The Court of Appeal allowed Miss Baker’s appeal. It held that, even if the consent of the association had been fraudulently obtained, that did nothing to detract from the validity of the assignment by deed in which the two parties (the two tenants) had perfected their own agreement. The effect of nullifying the consent was simply to produce a situation in which a valid assignment had been made without valid consent, exposing the incoming tenant to a possible action for breach of covenant against assignment without consent. The court further held that, since there was no evidence that Miss Scamp had ever received the notice to quit and since the tenancy agreement did not incorporate Law of Property Act 1925 s196 allowing service of notice on the premises, the association could not prove that the original tenancy had been determined. The association could not claim that there had been a surrender because Miss Scamp’s actions in assigning her tenancy were themselves a denial of any proposition that she intended to give up her tenancy to the plaintiff landlords.
Housing management and consultation (secure tenants)
 
Times 4 MarchHousing Act 1985 s21 imposes a duty on local authorities for the general management, regulation and control of their housing. Housing Act 1985 s105 contains the mandatory requirements of the Tenants’ Charter for consultation with council tenants on matters of housing management.
For the following cases on ss21 and 105, see Housing Law Casebook (HLC) 4th edition:
Akumah v Hackney LBC [2005] UKHL 17; [2005] 1 WLR 985; [2005] 2 All ER 148; [2005] HLR 26; (2005) Times 4 March (HLC 4th edition, E4.1)

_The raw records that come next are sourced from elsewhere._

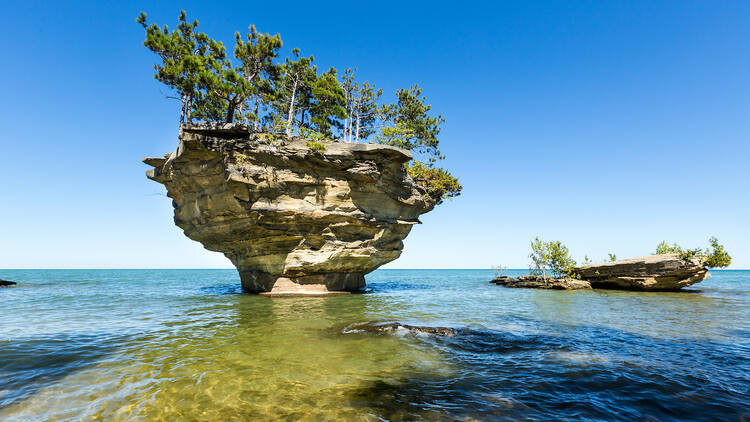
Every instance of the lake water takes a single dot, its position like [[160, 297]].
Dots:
[[188, 345]]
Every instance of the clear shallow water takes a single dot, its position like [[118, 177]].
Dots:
[[187, 345]]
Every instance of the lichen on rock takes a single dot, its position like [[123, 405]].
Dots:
[[291, 219]]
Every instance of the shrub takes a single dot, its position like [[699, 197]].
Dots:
[[311, 134], [552, 256], [499, 270], [663, 248], [714, 257], [438, 183], [315, 146], [717, 256]]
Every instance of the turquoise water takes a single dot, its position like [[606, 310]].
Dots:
[[188, 345]]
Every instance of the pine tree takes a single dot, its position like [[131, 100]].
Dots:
[[350, 87], [182, 52], [328, 101], [408, 125], [256, 56], [365, 110]]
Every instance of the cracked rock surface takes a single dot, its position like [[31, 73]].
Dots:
[[292, 219]]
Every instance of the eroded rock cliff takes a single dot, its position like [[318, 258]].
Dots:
[[290, 217], [653, 272]]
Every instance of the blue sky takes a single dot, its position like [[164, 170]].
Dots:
[[608, 125]]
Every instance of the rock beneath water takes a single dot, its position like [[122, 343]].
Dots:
[[390, 327], [654, 273], [292, 219], [6, 283], [534, 282]]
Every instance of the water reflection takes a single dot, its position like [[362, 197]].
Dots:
[[187, 345]]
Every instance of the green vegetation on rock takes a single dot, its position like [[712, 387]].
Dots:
[[254, 87], [316, 146], [552, 257], [436, 181], [715, 256]]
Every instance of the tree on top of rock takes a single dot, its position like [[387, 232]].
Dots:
[[182, 54]]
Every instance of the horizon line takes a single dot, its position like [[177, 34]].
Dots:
[[219, 268]]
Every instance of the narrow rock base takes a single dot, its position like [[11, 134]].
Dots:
[[254, 281]]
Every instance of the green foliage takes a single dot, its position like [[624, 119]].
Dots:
[[553, 257], [183, 57], [250, 85], [409, 126], [499, 270], [328, 107], [715, 256], [438, 183], [316, 146], [663, 248], [311, 134]]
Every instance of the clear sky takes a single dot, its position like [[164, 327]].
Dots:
[[608, 125]]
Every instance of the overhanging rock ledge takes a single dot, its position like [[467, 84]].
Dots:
[[293, 220]]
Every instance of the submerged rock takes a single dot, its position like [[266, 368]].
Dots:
[[534, 282], [292, 219], [389, 327], [653, 272]]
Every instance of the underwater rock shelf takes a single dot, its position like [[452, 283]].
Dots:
[[294, 218]]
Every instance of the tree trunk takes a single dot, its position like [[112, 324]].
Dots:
[[182, 109], [359, 114], [346, 121], [351, 113], [230, 112], [257, 111], [291, 110], [189, 109]]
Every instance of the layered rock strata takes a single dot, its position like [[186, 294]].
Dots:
[[294, 218], [653, 272], [534, 282], [648, 273]]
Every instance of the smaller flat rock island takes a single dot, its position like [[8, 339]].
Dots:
[[292, 216]]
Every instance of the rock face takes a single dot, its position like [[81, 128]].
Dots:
[[534, 282], [654, 272], [291, 218]]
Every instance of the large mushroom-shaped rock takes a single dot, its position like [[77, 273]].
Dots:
[[294, 217], [653, 272]]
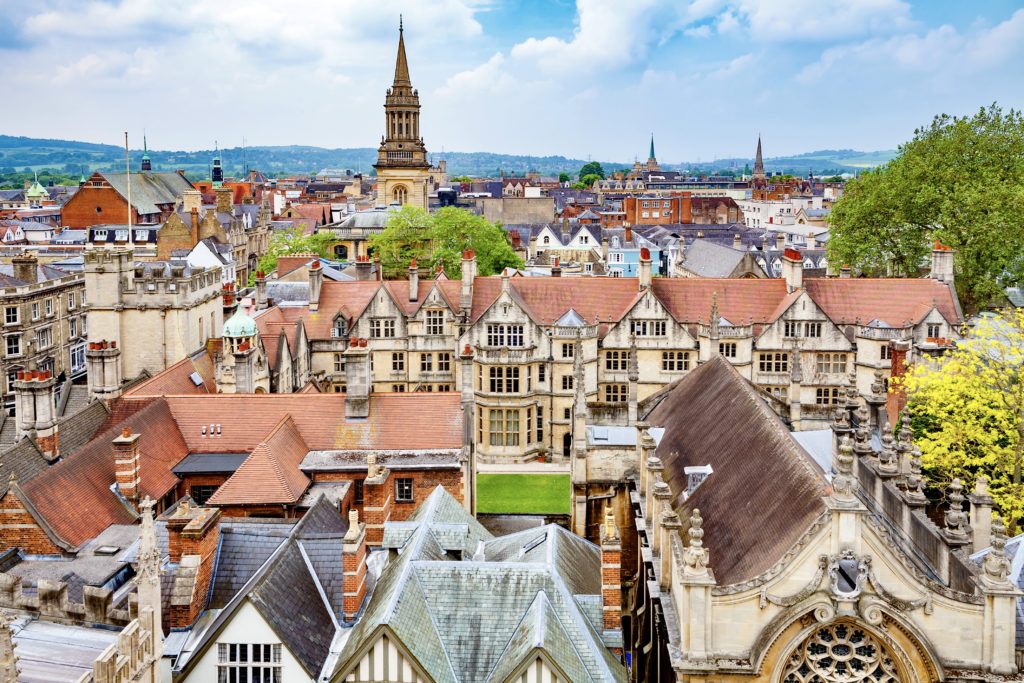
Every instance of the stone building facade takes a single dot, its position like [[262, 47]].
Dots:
[[145, 316], [44, 322], [403, 172], [517, 348]]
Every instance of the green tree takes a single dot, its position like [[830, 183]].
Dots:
[[439, 240], [960, 181], [968, 412], [592, 168], [294, 242]]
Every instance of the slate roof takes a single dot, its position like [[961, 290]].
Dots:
[[148, 188], [714, 417], [707, 259], [284, 586], [477, 620]]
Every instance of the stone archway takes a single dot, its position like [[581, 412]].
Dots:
[[840, 652]]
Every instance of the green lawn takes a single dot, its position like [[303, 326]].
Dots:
[[523, 494]]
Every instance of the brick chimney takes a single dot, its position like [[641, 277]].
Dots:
[[192, 535], [414, 282], [35, 410], [192, 200], [353, 559], [126, 470], [793, 269], [225, 198], [26, 265], [644, 270], [260, 290], [468, 274], [315, 283], [611, 582], [942, 263]]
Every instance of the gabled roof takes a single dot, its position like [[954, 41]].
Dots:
[[75, 498], [765, 491], [270, 473], [476, 620]]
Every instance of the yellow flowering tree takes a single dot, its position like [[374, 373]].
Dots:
[[968, 412]]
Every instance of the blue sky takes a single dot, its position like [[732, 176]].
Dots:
[[577, 78]]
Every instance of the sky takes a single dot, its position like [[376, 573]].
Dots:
[[584, 79]]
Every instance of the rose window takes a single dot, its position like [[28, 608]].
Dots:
[[840, 653]]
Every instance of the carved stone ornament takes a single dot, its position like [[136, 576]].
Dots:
[[846, 573], [695, 556], [996, 564]]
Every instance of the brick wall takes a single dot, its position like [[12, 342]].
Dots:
[[19, 529]]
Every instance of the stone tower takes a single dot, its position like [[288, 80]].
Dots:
[[402, 168], [759, 165]]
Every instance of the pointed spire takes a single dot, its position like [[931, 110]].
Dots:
[[400, 65], [759, 166]]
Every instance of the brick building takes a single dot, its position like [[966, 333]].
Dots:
[[103, 199]]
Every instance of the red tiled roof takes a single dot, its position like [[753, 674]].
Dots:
[[270, 473], [75, 498], [892, 300], [739, 300], [396, 421], [176, 379]]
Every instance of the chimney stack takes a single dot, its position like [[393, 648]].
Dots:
[[611, 582], [192, 200], [468, 275], [942, 263], [35, 410], [260, 290], [315, 283], [26, 265], [645, 269], [225, 197], [192, 536], [414, 282], [356, 380], [126, 469], [353, 559], [793, 269]]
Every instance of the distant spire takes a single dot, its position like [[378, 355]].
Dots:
[[400, 65], [759, 166]]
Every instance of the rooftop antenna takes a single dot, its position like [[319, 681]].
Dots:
[[131, 238]]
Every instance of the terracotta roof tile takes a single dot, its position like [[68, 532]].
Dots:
[[176, 379], [270, 473], [396, 421], [75, 498]]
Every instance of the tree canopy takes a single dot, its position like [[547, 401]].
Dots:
[[439, 240], [968, 412], [294, 242], [960, 181], [592, 168]]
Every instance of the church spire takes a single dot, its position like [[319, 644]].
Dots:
[[400, 65], [759, 166]]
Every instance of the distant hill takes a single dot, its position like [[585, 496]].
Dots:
[[73, 158]]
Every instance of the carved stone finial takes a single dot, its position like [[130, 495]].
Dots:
[[695, 556], [844, 481], [878, 388], [996, 564], [887, 457]]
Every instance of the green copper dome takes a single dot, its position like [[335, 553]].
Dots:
[[240, 325]]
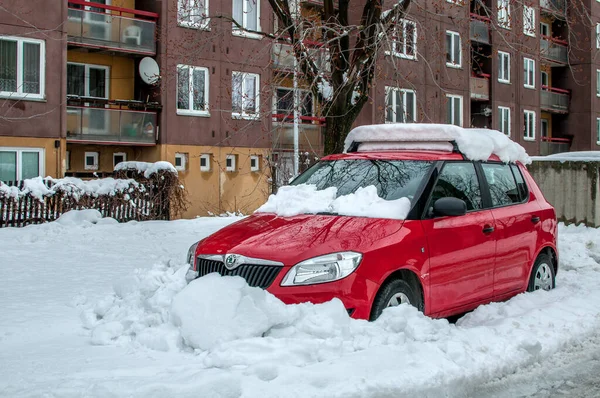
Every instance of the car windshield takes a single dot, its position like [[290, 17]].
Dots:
[[394, 179]]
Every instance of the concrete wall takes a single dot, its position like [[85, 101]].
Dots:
[[572, 188]]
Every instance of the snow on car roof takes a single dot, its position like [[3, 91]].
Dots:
[[475, 144]]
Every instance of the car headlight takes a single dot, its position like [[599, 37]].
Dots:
[[191, 252], [327, 268]]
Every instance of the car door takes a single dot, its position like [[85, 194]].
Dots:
[[517, 226], [462, 248]]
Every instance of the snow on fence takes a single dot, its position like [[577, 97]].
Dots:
[[134, 196]]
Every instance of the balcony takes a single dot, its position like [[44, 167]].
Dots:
[[480, 88], [111, 126], [554, 100], [554, 50], [480, 29], [111, 28]]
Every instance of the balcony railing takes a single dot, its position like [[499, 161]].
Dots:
[[480, 88], [111, 28], [554, 100], [554, 50], [105, 125], [480, 29]]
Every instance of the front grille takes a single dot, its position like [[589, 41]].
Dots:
[[255, 275]]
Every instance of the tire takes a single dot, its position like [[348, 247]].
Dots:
[[398, 291], [542, 274]]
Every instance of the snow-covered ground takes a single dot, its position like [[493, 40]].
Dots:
[[102, 310]]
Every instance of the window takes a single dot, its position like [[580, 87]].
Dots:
[[529, 21], [230, 163], [22, 63], [529, 77], [254, 163], [192, 90], [453, 50], [504, 120], [119, 157], [529, 127], [193, 13], [404, 39], [502, 184], [244, 96], [87, 80], [246, 13], [458, 180], [401, 105], [181, 161], [21, 163], [504, 13], [503, 67], [454, 109], [91, 161]]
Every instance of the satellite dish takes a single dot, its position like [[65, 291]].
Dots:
[[149, 71]]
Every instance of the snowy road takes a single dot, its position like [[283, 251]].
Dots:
[[103, 311]]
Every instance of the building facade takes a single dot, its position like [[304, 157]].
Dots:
[[88, 84]]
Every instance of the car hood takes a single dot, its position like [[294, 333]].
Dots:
[[293, 239]]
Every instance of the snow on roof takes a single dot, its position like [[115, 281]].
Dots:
[[475, 144], [581, 156], [146, 168]]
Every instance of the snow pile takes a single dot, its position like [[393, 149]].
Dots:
[[306, 199], [475, 144], [74, 187], [146, 168]]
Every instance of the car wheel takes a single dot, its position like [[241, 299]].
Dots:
[[394, 293], [542, 274]]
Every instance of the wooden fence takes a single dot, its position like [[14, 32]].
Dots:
[[140, 202]]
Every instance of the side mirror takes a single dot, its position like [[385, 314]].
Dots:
[[449, 207]]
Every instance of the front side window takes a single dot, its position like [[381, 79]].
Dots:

General management duty encompassed duty to control parking on housing estates
R v Brent LBC ex p Morris (1998) 30 HLR 324; (1997) 74 P&CR D29, CA (HLC 4th edition, E4.2)
Requirement to consult did not require notification of proposals to each tenant
R v Secretary of State for the Environment ex p Walters (1998) 30 HLR 328, CA (HLC 4th edition, E4.3)
Inadequate consultation of tenants; Secretary of state’s consent wrong in law; refusal of relief
Short v Tower Hamlets LBC (1986) 18 HLR 171, CA (HLC 4th edition, E4.4)
A decision ‘in principle’ did not require consultation
R v Gateshead MBC ex p Smith (Duncan) (1999) 31 HLR 97, QBD (HLC 4th edition, E4.5)
Lawful decision despite ‘somewhat false picture’ of consultation results presented
R (Beale and Carty) v Camden LBC [2004] EWHC 6 (Admin); [2004] LGR 291; [2004] HLR 48 (HLC 4th edition, E4.6)
Section 105 duty is to inform; no requirement to set out arguments against proposals
See too R (Bath) v North Somerset Council [2008] EWHC 630 (Admin), 4 April 2008; [2009] HLR 1 (a case involving a large-scale voluntary transfer to a registered social landlord).
Home loss and disturbance payments
 
The Land Compensation Act 1973 gives tenants the right to apply for disturbance and/or home loss payments in certain circumstances where they are displaced. There have been no cases in the higher courts in which these provisions have been considered since publication of the third edition of Housing Law Casebook. In view of this, those cases have not been reproduced in subsequent editions – readers are referred to the third edition, cases E40.1 to E40.6.